McElwain is contracted to take care of the 23 supervised, fee campsites, the last decent grounds in the canyon, he said. After years of witnessing gross littering, drug-related disputes and late-night calls of domestic abuse, he wasn’t surprised at the proposed closure.
“They brought this on themselves,” he said. “But I don’t think closing it down will cause hardship on any of them. The people hurt most will be the locals who want to camp in the national forest.”
La Plata County Sheriff’s Office Lt. Ed Aber, who has taken the lead on resolving conflicts with the homeless camp near the Durango Tech Center, said the department is aware of the issues in La Plata Canyon.
“It’s on our agenda for this year to do some education and enforcement up there,” Aber said. “It’s important to teach them how to be better stewards of the land and not draw attention to themselves.”
At the homeless camp in town, for instance, Aber said last year’s organized trash pickup, prompted by a bear attack, amassed 13 pickup truck loads of garbage. This year, however, he said that number was reduced to six loads.
“What we can do is educate what is acceptable and what is not,” Aber said. “And then hold people accountable if they don’t meet those expectations.”
It’s no secret: Durango has a homeless issue. And what complicates matters are the varied stories of each individual.
Philip Sampson, who parked his RV at La Plata City last week, said he’s saving money from building custom log homes to buy property near Dolores. He follows the two-week limit, he said, and moves around the area.
“I just like the freedom,” he said.
Or Dillion Baker, recently relocated from Alaska, who hopes to put enough money away from landscaping this summer to bring his wife and child to Durango.
“I’m out here busting my ass trying to make a life for my family,” he said. “I’m not aiming to stay out here my whole life. This is just a new start for my family.”
Yet, as so often is the case in life, a few outliers ruin something good for others, Baker said.
On Monday, several campsites at La Plata City and Madden Creek were strewn with waste: garbage spilling out of over-stuffed trash bags, piles of beer and soda cans, cigarette butts, coils of copper wire, broken glass and even unattended fires.
With camping illegal on city and county land, people on the fringe of society are increasingly pushed to the forests. White said the district will look at options, but the most likely action would be to install a gate at the three campgrounds to limit use.
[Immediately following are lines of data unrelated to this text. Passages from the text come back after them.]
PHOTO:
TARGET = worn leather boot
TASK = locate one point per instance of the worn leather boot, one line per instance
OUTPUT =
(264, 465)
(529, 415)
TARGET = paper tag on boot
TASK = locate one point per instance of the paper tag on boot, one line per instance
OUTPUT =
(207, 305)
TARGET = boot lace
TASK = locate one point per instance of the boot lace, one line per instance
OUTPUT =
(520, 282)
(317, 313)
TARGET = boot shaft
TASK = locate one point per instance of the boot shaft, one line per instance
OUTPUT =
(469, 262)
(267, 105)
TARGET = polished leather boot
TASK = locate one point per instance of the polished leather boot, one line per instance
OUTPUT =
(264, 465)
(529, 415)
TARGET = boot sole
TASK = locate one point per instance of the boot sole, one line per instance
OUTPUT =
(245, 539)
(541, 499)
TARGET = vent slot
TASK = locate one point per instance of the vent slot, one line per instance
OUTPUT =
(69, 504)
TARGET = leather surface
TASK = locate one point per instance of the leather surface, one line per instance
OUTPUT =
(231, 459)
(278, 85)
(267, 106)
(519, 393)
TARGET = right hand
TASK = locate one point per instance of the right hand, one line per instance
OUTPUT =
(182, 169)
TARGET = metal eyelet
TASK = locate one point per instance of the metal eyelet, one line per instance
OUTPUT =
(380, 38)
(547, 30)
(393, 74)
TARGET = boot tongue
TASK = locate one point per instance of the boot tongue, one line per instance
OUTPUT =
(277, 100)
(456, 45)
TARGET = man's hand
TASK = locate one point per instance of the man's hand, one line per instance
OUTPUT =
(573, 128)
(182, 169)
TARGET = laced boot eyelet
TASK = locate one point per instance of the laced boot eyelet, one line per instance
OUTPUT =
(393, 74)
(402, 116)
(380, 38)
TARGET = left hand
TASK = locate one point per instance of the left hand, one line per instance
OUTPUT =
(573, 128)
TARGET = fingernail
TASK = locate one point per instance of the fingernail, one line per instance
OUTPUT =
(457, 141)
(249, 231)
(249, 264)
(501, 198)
But how long the Forest Service can fall back on locking the gates to public lands as a response to illegal squatting is another, more difficult question, White said.
“What we want to do is identify locations getting hit, and decide what to keep open,” he said. “We need to do the best we can with what we got.”
And Durango is not unique. A January 2016 study by the U.S. Forest Service found the Rocky Mountain Region is experiencing the biggest increase in non-recreational, long-term camping compared with other regions in the National Forest system, spokesman Lawrence Lujan said.
“Our focus at this time is making sure people understand what’s acceptable so that all forest visitors are being good stewards of the land,” he said.